A massive solar flare is expected on 4th of July, the day in which America celebrates its independence.
According to reports at 10:52 UT the sun’s active region AR1515 released a M5.6-class solar flare towards Earth, sending X-ray and extreme ultraviolet radiation in our direction.
Discovery revealed that the flare was almost strong enough to become an X-class flare, the most powerful variety of solar eruption.
The sun’s active region AR1515 released a M5.6-class solar flare towards Earth, sending X-ray and extreme ultraviolet radiation in our direction
While the solar flare is not harmful to humans on the ground it does wreak havoc on the upper atmosphere by sending ionization waves through the ionosphere, in some cases causing disruptions to global communications.
The solar flare according to Spaceweather.com was discovered by Rob Stemmes of the Polar Light Center in Lofoten, Norway. A powerful SID was witnessed over Europe only a short time after the flare erupted from the sun.
Solar flares have been around for as long as the sun and happen in cycles along the sun’s photosphere (solar surface).
Space.com reports that this first solar flare is just the start of what is expected to be a solar storm that reaches well into Fourth of July festivities.
With a wave of plasma expected to Earth by Independence Day it looks like there will be more in our skies than just fireworks and if we could actually see the solar flare show with our own eyes, well we would go blind but before that we would stare in amazement at mother nature’s own massive fireworks display.
Specialists announce that the sun is today bombarding Earth with radiation from the biggest solar storm in almost seven years, with more to come from the fast-moving eruption.
The solar storm occurred at about 11: 00 p.m. Eastern Time on Sunday and will hit Earth with three different effects at three different times.
The biggest issue is radiation, which is mostly a concern for satellite disruptions and astronauts in space. It can cause communication problems for polar-travelling aeroplanes, experts said.
Radiation from Sunday’s flare arrived at Earth an hour later and will probably continue through until Wednesday, experts say.
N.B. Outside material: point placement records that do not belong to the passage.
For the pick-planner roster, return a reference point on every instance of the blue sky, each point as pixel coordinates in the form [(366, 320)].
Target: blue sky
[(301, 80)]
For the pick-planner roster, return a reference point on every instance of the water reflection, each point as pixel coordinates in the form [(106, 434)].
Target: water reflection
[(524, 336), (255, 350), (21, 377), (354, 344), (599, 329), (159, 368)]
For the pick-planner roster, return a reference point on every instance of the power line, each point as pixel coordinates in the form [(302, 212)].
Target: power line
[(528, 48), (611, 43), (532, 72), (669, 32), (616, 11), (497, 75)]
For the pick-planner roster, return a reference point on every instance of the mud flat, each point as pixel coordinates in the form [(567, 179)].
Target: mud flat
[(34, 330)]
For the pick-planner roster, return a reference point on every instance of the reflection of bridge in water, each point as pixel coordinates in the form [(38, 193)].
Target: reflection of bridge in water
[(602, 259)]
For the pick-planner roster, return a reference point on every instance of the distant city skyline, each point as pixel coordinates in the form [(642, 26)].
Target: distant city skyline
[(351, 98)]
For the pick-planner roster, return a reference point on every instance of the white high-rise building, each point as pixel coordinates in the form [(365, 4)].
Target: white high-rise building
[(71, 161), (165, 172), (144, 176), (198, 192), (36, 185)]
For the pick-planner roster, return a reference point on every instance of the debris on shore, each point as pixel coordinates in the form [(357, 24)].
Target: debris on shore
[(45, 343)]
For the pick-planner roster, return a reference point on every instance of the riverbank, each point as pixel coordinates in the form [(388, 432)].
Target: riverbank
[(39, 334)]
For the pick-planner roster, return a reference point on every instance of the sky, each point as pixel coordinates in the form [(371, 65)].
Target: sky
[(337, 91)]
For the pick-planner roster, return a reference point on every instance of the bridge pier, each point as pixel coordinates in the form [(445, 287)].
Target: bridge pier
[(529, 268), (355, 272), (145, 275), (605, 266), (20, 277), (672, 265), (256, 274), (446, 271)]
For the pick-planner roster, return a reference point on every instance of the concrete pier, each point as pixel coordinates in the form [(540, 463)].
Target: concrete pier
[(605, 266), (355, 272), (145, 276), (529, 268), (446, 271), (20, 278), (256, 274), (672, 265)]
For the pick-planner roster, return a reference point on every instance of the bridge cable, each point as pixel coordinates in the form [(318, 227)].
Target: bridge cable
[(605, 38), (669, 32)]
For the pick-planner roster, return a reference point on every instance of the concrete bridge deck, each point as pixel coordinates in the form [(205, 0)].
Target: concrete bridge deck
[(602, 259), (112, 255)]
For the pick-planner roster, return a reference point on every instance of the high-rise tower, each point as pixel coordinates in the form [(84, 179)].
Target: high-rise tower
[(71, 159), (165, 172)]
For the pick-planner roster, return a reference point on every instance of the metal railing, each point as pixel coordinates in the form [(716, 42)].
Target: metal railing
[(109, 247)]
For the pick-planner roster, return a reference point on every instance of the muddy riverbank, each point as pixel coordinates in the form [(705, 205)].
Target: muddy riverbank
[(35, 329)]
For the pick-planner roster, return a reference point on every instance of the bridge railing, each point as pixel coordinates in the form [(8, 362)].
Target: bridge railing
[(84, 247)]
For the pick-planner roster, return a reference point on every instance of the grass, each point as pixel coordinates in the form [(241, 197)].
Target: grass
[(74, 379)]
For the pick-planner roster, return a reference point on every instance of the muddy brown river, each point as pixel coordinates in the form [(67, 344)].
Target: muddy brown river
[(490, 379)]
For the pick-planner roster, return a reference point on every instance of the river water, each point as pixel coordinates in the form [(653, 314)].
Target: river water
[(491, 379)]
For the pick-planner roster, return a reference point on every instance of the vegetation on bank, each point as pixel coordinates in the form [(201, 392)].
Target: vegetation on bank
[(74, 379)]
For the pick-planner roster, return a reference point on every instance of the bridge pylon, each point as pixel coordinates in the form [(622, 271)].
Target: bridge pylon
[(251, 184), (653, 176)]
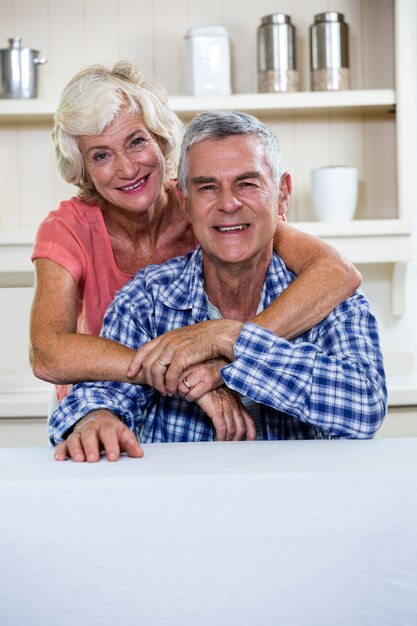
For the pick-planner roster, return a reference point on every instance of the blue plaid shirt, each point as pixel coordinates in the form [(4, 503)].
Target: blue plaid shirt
[(327, 383)]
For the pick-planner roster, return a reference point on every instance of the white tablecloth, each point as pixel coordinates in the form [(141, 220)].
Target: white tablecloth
[(298, 533)]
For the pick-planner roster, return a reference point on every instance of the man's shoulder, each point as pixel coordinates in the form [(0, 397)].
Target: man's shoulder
[(157, 278)]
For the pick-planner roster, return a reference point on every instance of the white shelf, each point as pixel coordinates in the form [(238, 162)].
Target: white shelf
[(353, 100)]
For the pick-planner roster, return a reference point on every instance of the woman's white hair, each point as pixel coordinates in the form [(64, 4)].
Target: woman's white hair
[(92, 100)]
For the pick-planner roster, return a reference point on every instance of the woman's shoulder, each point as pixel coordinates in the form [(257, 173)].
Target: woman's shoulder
[(74, 211)]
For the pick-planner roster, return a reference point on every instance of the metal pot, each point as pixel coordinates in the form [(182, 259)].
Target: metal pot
[(19, 70)]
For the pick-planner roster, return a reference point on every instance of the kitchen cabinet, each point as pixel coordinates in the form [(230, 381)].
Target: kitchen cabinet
[(368, 127)]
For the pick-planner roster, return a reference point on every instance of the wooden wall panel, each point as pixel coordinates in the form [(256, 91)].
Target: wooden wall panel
[(170, 26), (66, 55), (136, 40), (10, 179), (36, 174)]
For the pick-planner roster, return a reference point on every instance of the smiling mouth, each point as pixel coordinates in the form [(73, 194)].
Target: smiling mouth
[(135, 185), (231, 229)]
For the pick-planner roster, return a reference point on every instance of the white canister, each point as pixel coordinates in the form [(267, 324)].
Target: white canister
[(208, 61), (334, 190)]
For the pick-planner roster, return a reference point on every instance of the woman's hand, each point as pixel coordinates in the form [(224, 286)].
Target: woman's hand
[(164, 361), (99, 430), (231, 420), (201, 378)]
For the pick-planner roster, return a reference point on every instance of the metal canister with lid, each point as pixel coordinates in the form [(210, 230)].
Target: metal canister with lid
[(329, 52), (277, 70)]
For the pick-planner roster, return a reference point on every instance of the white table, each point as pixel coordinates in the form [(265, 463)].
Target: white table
[(292, 533)]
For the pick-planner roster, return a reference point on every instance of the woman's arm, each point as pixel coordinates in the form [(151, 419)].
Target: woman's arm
[(57, 353), (324, 279)]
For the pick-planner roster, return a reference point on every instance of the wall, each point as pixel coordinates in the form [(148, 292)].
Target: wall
[(73, 33)]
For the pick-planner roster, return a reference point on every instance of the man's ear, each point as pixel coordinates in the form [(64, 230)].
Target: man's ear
[(285, 188), (182, 199)]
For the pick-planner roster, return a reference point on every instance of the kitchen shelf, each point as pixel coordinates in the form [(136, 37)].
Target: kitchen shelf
[(371, 100)]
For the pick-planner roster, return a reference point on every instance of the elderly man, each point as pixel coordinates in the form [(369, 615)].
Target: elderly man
[(327, 383)]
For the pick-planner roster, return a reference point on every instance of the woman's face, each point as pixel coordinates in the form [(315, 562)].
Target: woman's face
[(125, 163)]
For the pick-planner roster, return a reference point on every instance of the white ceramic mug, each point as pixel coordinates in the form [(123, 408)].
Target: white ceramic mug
[(334, 191)]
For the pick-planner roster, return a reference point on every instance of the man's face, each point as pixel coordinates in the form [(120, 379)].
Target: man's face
[(233, 201)]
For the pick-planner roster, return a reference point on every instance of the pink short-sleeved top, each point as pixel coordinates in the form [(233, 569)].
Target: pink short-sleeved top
[(75, 236)]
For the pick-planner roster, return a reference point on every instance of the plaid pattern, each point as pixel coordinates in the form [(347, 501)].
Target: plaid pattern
[(327, 383)]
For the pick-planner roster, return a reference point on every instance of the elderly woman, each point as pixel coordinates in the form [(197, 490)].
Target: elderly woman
[(116, 139)]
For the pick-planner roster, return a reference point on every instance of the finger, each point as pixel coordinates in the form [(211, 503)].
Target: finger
[(90, 443), (250, 426), (129, 444), (107, 435), (219, 425), (154, 368), (74, 448), (61, 452), (239, 424), (229, 420)]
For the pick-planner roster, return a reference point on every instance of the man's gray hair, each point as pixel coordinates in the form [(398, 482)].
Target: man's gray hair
[(223, 124)]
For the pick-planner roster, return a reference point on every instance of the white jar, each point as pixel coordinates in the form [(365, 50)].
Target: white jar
[(208, 61), (334, 191)]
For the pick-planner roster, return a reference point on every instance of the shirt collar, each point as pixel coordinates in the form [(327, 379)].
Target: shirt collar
[(186, 292)]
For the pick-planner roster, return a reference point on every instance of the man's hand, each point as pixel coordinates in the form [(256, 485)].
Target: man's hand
[(99, 430), (165, 360), (231, 420)]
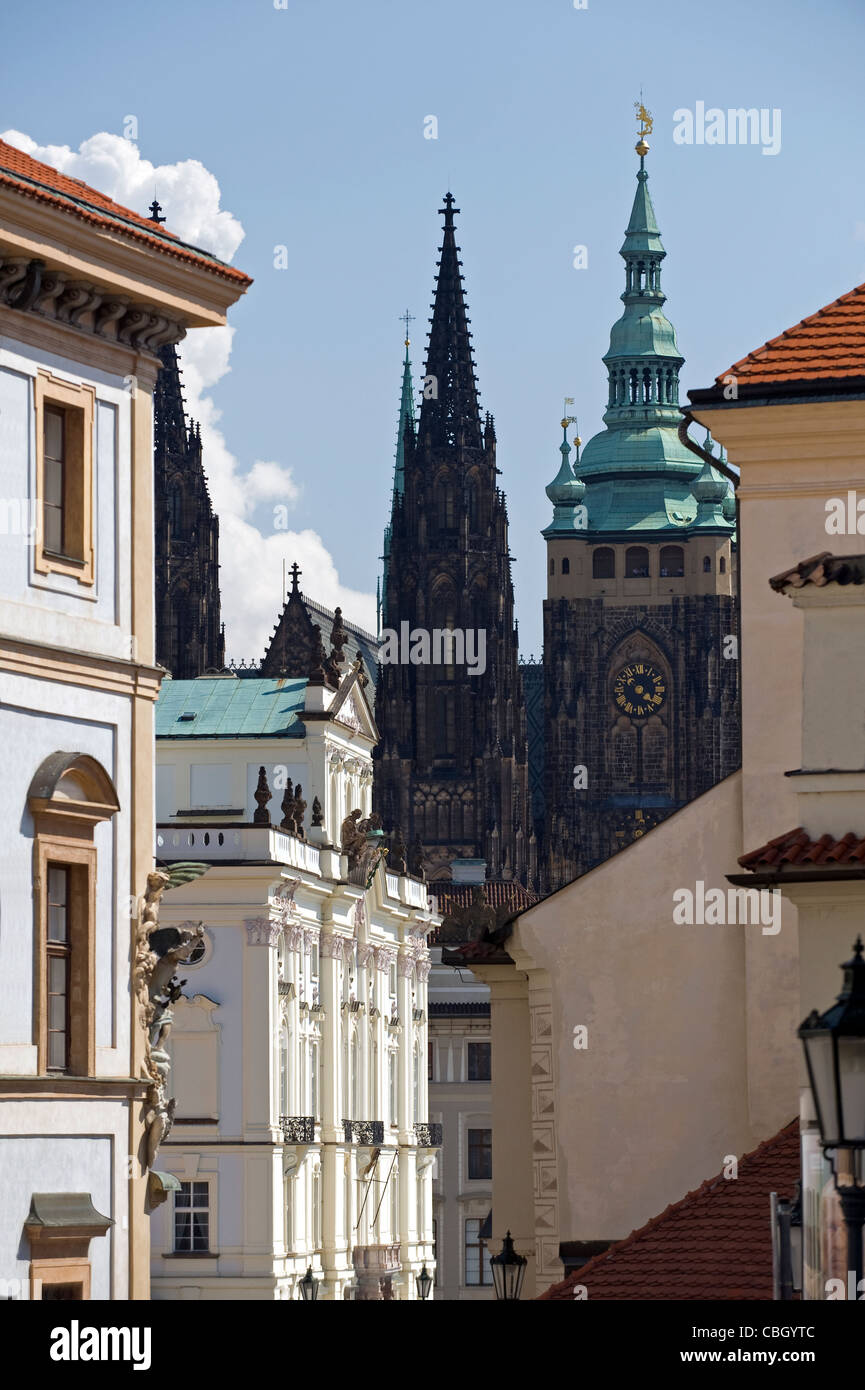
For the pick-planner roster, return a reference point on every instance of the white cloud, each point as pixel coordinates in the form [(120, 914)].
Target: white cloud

Levels are considered strong but other storms have been more severe.
There are two higher levels of radiation on the National Oceanic and Atmospheric Administration’s storm scale of “severe” and “extreme”, space weather centre physicist Doug Biesecker said.
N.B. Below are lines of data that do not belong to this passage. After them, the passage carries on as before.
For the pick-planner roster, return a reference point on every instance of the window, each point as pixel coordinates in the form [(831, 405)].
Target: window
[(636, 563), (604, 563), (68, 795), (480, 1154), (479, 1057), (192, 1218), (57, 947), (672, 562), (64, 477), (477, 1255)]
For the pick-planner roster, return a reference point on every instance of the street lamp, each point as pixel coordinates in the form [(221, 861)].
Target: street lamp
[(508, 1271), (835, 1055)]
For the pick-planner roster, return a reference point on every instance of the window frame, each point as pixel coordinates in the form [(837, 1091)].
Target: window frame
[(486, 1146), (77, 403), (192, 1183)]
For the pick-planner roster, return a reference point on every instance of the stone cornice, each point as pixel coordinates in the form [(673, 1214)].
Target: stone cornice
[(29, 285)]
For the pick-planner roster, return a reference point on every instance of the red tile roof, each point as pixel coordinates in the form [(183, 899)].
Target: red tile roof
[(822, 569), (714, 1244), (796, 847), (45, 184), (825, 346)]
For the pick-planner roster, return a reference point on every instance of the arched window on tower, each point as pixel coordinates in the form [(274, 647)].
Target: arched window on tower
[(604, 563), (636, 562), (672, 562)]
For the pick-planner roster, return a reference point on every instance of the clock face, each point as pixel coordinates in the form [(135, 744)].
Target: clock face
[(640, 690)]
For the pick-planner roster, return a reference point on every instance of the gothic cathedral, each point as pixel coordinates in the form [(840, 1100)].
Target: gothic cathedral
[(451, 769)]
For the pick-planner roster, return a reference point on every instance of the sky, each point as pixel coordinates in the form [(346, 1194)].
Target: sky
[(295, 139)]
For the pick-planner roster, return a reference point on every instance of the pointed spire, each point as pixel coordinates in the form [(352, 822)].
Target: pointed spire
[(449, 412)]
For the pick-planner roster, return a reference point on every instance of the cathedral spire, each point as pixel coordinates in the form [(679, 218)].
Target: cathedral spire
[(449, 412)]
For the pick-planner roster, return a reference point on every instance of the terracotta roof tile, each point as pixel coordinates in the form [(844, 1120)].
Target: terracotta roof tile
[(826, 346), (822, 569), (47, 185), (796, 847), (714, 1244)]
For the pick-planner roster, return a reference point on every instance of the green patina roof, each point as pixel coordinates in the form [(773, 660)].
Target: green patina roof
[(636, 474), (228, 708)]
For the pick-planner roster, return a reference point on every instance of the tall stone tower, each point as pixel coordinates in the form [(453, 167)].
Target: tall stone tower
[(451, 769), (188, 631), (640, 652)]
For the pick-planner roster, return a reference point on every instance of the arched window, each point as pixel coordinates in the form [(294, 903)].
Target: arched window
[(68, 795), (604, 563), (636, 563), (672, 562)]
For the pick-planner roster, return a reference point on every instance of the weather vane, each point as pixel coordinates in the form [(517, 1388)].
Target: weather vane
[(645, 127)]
This storm is the strongest for radiation since May 2005. The radiation – in the form of protons – came flying out of the sun at 93 million miles per hour.
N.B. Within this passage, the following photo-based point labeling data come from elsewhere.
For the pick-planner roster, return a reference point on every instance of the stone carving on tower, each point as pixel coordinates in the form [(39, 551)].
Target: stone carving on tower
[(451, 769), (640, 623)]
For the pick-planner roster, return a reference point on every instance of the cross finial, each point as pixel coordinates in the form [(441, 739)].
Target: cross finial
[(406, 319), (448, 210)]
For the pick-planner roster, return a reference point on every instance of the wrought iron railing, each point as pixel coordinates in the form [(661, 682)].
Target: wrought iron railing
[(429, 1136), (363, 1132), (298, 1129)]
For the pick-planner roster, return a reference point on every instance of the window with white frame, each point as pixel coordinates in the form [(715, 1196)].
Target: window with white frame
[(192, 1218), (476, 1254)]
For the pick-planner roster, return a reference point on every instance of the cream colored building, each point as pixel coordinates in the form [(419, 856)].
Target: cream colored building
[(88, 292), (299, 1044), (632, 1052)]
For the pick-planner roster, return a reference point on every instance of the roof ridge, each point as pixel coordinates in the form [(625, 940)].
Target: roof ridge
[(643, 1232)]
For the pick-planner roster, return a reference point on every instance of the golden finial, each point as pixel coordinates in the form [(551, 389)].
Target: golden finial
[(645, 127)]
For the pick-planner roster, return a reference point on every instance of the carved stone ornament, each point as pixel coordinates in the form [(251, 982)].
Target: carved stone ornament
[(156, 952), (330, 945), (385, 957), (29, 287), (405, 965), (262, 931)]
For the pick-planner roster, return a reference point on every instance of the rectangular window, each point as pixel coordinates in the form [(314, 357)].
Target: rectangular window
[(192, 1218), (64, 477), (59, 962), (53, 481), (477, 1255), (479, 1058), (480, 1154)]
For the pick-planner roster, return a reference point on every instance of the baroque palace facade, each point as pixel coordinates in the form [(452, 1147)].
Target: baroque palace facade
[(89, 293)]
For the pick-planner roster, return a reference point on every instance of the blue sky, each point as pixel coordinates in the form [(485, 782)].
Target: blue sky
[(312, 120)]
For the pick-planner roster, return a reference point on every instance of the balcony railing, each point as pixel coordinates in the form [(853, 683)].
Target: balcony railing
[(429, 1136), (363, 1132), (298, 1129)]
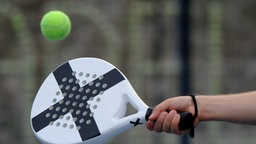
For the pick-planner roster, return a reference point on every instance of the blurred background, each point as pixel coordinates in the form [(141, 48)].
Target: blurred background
[(165, 48)]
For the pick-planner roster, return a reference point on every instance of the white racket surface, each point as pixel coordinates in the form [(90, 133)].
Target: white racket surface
[(84, 101)]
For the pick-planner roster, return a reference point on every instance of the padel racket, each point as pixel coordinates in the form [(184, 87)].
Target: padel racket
[(84, 101)]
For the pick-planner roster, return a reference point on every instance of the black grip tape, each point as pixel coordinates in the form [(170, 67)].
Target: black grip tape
[(187, 122)]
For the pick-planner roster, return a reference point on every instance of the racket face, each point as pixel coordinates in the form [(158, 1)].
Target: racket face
[(84, 101)]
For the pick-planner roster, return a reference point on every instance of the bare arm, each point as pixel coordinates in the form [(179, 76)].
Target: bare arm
[(237, 108)]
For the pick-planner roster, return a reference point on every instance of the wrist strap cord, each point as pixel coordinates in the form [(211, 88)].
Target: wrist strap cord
[(192, 131)]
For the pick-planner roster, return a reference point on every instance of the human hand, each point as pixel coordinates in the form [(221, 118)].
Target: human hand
[(166, 117)]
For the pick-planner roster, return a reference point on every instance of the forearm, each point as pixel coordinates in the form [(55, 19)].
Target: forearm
[(238, 108)]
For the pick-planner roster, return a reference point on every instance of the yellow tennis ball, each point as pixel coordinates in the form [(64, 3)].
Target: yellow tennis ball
[(55, 25)]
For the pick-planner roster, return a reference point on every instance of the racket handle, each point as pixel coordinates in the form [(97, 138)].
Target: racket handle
[(186, 121)]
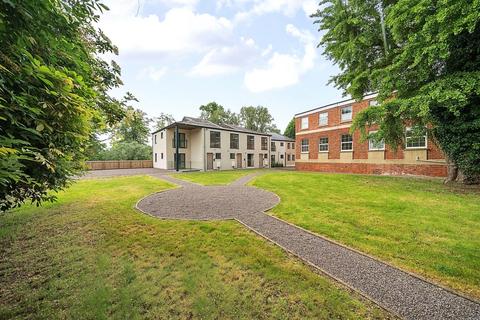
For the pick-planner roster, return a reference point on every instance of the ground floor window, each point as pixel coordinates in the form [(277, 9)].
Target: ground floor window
[(347, 142)]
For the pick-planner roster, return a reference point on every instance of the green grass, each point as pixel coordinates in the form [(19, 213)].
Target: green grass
[(91, 255), (419, 225), (215, 177)]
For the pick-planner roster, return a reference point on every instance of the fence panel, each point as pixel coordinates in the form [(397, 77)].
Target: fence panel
[(119, 164)]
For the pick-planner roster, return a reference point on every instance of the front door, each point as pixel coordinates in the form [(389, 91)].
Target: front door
[(182, 161), (209, 161), (239, 161)]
“The whole volume of space between here and Jupiter is just filled with protons and you just don’t get rid of them like that,” Doug Biesecker said, explaining why the effects will stick around for a couple of days.
Radiation from Sunday's flare arrived at Earth an hour later and will probably continue through until Wednesday
NASA’s flight surgeons and solar experts examined the solar flare’s expected effects.
They decided that the six astronauts on the International Space Station do not have to do anything to protect themselves from the radiation, spokesman Rob Navias said.
A solar eruption is followed by a one-two-three punch, said Antti Pulkkinen, a physicist at NASA’s Goddard Space Flight Center in Maryland and Catholic University.
First comes electromagnetic radiation, followed by radiation in the form of protons. Then, finally the coronal mass ejection – that’s the plasma from the sun itself – hits.
Usually that travels at about 1 or 2 million miles per hour, but this storm is particularly speedy and is shooting out at 4 million miles per hour, Doug Biesecker said.
Plasma causes much of the noticeable problems on Earth, such as electrical grid outages. In 1989, a solar storm caused a massive blackout in Quebec. It can also pull the northern lights further south.
But this coronal mass ejection seems likely to be only moderate, with a chance for becoming strong, Doug Biesecker said. The worst of the storm is likely to go north of Earth.
And unlike last October, when a freak solar storm caused auroras to be seen as far south as Alabama, the northern lights aren’t likely to dip too far south this time, Doug Biesecker said.
Parts of New England, upstate New York, northern Michigan, Montana and the Pacific Northwest could see an aurora but not until Tuesday evening, he said.
For the past several years the sun had been quiet. Part of that was the normal calm part of the sun’s 11-year cycle of activity.
Last year, scientists started to speculate that the sun was going into an unusually quiet cycle that seems to happen maybe once a century or so.
Now that super-quiet cycle doesn’t seem as likely, Doug Biesecker said. Scientists watching the sun with a new NASA satellite launched in 2010 – during the sun’s quiet period – are excited.
“We haven’t had anything like this for a number of years,” Antti Pulkkinen said. “It’s kind of special.”